The first is what they describe here: as an attack. It's like why would anyone ever overflow a buffer with shellcode.
The second is that they are implementing a spec that requires appending a varint length-prefixed field to a buffer but don't really care about the space optimization, don't know the field's length when they start appending it, and don't want to put the field into a second, temporary buffer or slide it down into place. https://github.com/FFmpeg/FFmpeg/blob/468a743af1653a08f47081... vs say my own code which does the slide: https://github.com/scottlamb/retina/blob/6972ac4261ce7bf5b58...
It's uncommon but I've definitely seen it done (with media containers like Matroska, not actually LEB128) in extremely high-throughput systems that can't spare any cycles.
If you can choose a fixed number of bytes for the length prefix, you can skip that number, do the encoding and find out the length, and then come back and fill in the length-prefix after.
But you actually don't know how many bytes it will take without doing all of the work to know the payload length (since larger payloads take more bytes to represent the length).

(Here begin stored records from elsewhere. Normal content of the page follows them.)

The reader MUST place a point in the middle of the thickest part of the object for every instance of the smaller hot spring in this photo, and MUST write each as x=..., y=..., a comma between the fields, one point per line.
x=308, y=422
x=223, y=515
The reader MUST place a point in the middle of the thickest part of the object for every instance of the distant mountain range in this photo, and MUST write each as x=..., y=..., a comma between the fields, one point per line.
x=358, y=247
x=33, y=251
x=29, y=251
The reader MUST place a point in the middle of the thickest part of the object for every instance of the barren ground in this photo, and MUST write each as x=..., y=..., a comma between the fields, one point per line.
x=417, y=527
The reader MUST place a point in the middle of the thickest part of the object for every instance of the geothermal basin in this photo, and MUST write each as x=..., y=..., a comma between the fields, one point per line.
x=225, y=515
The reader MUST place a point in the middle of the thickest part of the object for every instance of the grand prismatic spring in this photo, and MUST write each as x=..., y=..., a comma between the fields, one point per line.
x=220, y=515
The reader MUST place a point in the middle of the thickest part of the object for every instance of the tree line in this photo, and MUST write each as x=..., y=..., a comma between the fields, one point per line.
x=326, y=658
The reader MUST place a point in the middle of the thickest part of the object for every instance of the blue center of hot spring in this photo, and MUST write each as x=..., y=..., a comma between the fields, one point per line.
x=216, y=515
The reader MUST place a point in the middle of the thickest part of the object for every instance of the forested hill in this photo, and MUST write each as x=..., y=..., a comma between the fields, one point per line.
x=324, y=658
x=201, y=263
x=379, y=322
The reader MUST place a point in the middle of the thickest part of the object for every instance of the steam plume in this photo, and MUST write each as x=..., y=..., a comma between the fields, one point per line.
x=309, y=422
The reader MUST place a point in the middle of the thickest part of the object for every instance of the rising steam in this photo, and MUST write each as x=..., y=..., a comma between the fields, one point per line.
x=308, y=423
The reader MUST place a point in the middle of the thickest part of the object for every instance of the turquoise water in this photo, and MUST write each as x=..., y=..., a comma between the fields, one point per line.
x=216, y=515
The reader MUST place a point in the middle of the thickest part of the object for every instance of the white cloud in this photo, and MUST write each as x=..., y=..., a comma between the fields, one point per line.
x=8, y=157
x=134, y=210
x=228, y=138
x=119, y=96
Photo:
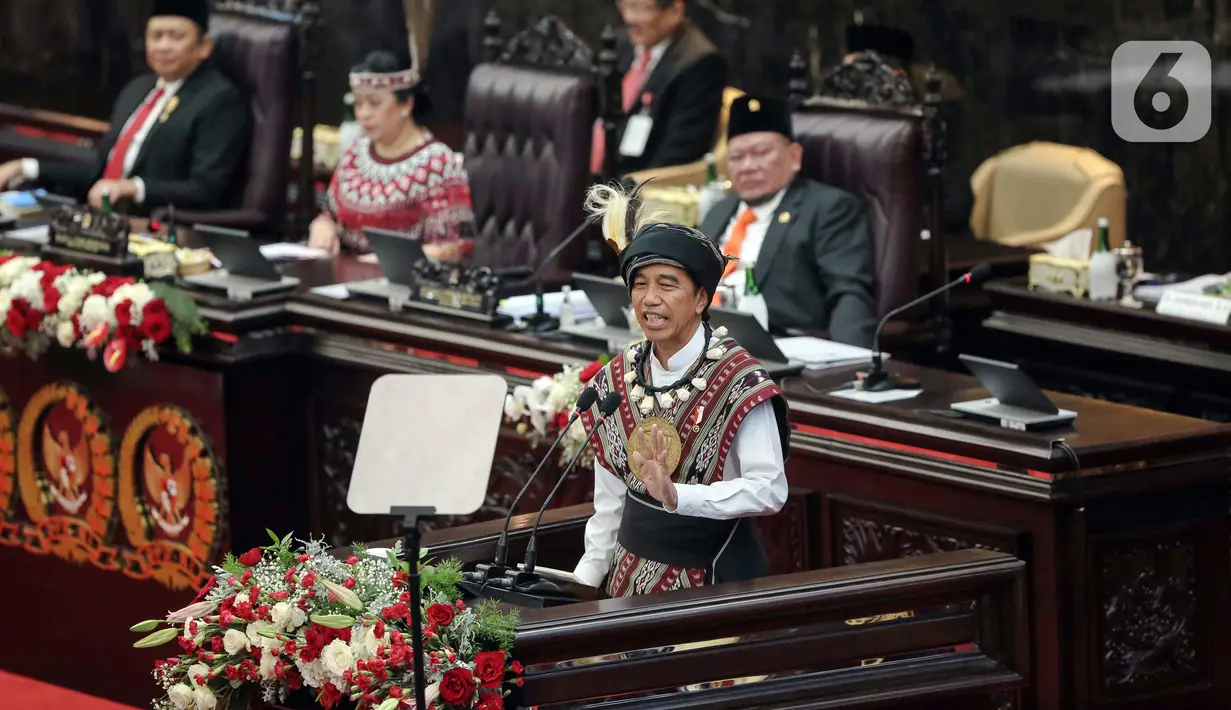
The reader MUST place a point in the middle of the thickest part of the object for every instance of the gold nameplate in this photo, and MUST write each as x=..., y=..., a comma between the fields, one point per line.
x=649, y=438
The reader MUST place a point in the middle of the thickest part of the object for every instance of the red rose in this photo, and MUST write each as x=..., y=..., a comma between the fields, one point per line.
x=457, y=687
x=590, y=372
x=33, y=318
x=156, y=326
x=115, y=355
x=124, y=313
x=16, y=318
x=51, y=299
x=441, y=614
x=489, y=668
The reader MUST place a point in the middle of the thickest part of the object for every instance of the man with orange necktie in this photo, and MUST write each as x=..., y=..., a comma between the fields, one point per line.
x=808, y=244
x=177, y=137
x=672, y=90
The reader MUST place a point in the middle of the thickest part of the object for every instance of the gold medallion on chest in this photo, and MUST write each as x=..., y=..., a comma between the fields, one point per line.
x=650, y=438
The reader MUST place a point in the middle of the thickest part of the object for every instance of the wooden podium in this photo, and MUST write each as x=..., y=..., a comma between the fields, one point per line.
x=941, y=631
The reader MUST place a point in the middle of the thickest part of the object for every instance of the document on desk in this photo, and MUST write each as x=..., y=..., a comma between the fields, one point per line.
x=875, y=398
x=41, y=234
x=291, y=251
x=520, y=307
x=816, y=353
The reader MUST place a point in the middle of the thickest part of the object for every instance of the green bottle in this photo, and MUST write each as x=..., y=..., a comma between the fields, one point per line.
x=750, y=282
x=1104, y=241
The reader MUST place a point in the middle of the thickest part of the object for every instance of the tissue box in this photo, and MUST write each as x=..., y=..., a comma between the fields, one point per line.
x=1059, y=275
x=677, y=204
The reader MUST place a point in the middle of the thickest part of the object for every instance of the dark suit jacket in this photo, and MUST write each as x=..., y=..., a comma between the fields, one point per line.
x=815, y=267
x=686, y=100
x=193, y=160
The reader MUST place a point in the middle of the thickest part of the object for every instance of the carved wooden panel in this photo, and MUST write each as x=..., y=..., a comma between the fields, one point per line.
x=1147, y=615
x=867, y=532
x=785, y=535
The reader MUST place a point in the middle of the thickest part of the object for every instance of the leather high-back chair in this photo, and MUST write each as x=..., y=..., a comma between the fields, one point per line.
x=260, y=53
x=527, y=126
x=877, y=155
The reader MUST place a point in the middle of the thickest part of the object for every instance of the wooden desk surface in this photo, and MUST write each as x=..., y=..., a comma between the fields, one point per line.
x=1103, y=434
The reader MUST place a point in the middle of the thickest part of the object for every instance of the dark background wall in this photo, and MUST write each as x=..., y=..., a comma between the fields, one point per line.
x=1029, y=71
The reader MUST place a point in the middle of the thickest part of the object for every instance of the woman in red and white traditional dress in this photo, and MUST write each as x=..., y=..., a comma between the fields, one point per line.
x=396, y=176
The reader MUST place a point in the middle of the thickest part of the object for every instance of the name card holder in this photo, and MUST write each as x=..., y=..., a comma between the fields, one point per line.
x=1197, y=307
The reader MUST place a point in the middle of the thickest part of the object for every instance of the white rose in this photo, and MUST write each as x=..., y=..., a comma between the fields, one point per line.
x=364, y=644
x=197, y=670
x=180, y=695
x=95, y=311
x=287, y=617
x=70, y=303
x=65, y=334
x=268, y=662
x=254, y=635
x=337, y=658
x=235, y=641
x=313, y=673
x=513, y=407
x=204, y=698
x=558, y=398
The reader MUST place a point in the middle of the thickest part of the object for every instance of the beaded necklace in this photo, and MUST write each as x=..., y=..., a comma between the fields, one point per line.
x=646, y=395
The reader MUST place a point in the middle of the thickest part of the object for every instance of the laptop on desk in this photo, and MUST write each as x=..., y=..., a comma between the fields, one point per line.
x=609, y=298
x=746, y=330
x=245, y=271
x=1017, y=402
x=398, y=254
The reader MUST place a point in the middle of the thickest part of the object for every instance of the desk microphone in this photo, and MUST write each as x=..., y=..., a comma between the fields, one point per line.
x=586, y=400
x=541, y=321
x=878, y=380
x=527, y=581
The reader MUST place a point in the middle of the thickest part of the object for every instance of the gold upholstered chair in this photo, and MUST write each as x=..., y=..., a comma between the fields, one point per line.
x=693, y=172
x=1035, y=193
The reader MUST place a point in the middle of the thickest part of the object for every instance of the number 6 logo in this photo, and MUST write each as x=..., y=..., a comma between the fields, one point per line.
x=1161, y=91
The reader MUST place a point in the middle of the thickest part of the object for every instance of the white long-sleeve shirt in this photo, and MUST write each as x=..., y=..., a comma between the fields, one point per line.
x=30, y=166
x=753, y=475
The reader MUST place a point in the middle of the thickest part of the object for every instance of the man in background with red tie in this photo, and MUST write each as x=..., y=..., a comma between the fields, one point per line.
x=179, y=137
x=672, y=90
x=806, y=243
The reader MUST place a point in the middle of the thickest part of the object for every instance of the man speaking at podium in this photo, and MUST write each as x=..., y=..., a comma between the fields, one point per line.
x=702, y=434
x=177, y=137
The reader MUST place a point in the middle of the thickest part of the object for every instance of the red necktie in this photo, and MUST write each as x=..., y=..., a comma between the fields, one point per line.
x=634, y=79
x=115, y=169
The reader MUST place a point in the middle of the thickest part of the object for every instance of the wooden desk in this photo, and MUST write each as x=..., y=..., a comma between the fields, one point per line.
x=1126, y=558
x=1134, y=356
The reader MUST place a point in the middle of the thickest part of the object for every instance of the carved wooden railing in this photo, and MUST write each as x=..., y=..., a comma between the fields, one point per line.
x=47, y=134
x=837, y=634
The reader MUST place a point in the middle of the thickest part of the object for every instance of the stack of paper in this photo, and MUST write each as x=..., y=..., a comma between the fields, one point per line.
x=1152, y=293
x=816, y=353
x=291, y=251
x=520, y=307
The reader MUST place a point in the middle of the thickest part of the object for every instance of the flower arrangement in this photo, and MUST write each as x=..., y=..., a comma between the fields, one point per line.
x=289, y=615
x=42, y=302
x=543, y=409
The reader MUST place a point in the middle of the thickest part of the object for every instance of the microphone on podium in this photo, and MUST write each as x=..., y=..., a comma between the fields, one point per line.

If you allow overlong representation you can reserve a few bytes and sometimes it'll just be the effective no-op bytes. If you don't, you won't be able to.
I happen to be guilty of a variant of this, where I don't bother emitting a 16-bit floating point number instead of a 32-bit one in my CBOR encoder even if it can be represented exactly. That one is laziness.
Either way, a properly written decoder (and it's like ten lines) should really not have any problems with it. I was agreeing with you.
Edit: to clarify, I was talking about the author's argument being strange, not yours.
Edit: a properly written decoder is a lot more than 10 lines if you properly deal with integer overflow and both signed and unsigned ints.
And say you have it as part of some other data. If you want to be able to hash it by the raw memory bytes, many different ways to represent a number becomes a problem.
If you don't do this properly, you end up with things like: - SAML XSW attack due to XML signature wrapping - ASN.1 BER/DER signature forgery - Bitcoin transaction malleability attacks
1: https://kizu.dev/svg-linked-parameters-workaround/ 2: https://www.seaofclouds.com
> This causes problems for signed data if you ever want to do things like compression since you need to know the exact bytes that were signed.
If you are verifying a signature by taking some logical data structure, turning it into a byte string, and calling the verification primitive on those bytes, you likely have a design error. You should instead collect bytes, verify the signature, and then parse the bytes after verifying the signature. And remember to include enough context in those bytes so a different message signed for a different purpose by the same key doesn’t confuse you.